Russian opposition activist ‘confesses to plotting mass disorder’
Now the criminal case against Lebedev, a Left Front movement activist, will be forwarded to Moscow city court, the Russian Prosecutor General’s Office said.
Since he confessed to being among organizers of last year’s violent clashes between protesters and police, the case will be heard in a special, simplified procedure, his lawyer told Lenta.ru news website. That also means that the suspect can get a shorter jail term.
Meanwhile, the investigation of the so-called ‘Bolotnaya Square case’ is still ongoing.
Another suspect in the case, Left Front leader Sergey Udaltsov, stated that Lebedev displayed “unacceptable weakness” and “let his comrades down.” He admitted his guilt only because he hoped the punishment would be eased, Udaltsov said in his Twitter micro-blog.
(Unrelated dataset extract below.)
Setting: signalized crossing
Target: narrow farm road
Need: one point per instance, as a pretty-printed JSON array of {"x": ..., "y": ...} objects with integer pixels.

Udaltsov and Lebedev - along with another opposition activist Leonid Razvozzhayev, and former Georgian MP Givi Targamadze – are suspected of organizing riots in Moscow on May 6, a day before Vladimir Putin was sworn in as Russian President. The protest march against alleged election violations ended in violence.
Dozens of people were arrested for attacking police and provoking unrest. Around 20 people are facing criminal charges over their participation in the events. Only one verdict has been delivered in the case so far: Maksim Luzyanin was sentenced to four-and-a-half years in jail.
According to investigators, the alleged organizers of the unrest - Udaltsov, Lebedev, Razvozzhayev, and Targamadze - “aimed at destabilizing the social-political situation.”
The Prosecutor General’s Office also accused the four of planning further unrest in other areas around Russia.
“For that purpose, the accomplices were organizing the so-called training camps in [several Russian cities] as well as in the republic of Lithuania; they were also recruiting participants for planned riots..,” the Prosecutor General’s Office stated.
The probe was opened after investigators examined the claims made in a controversial documentary “Anatomy of a Protest 2” aired on Russian NTV channel early in October last year. The film showed what its producers claimed to be footage of the suspects’ meeting with Georgian officials in the Belarusian capital of Minsk in June 2012. The participants of the gathering allegedly discussed preparations to organize mass riots against Putin’s government in Moscow and other cities with financial backing from abroad.
In January, the Bolotnaya Square case and the criminal case on plotting mass disorders were consolidated.
Sergey Udaltsov is currently under home arrest, while Razvozzhayev and Lebedev are kept in pre-trial detention centers. On February 21, a court in Moscow sanctioned in absentia the arrest warrant for former Georgian MP Givi Targamadze.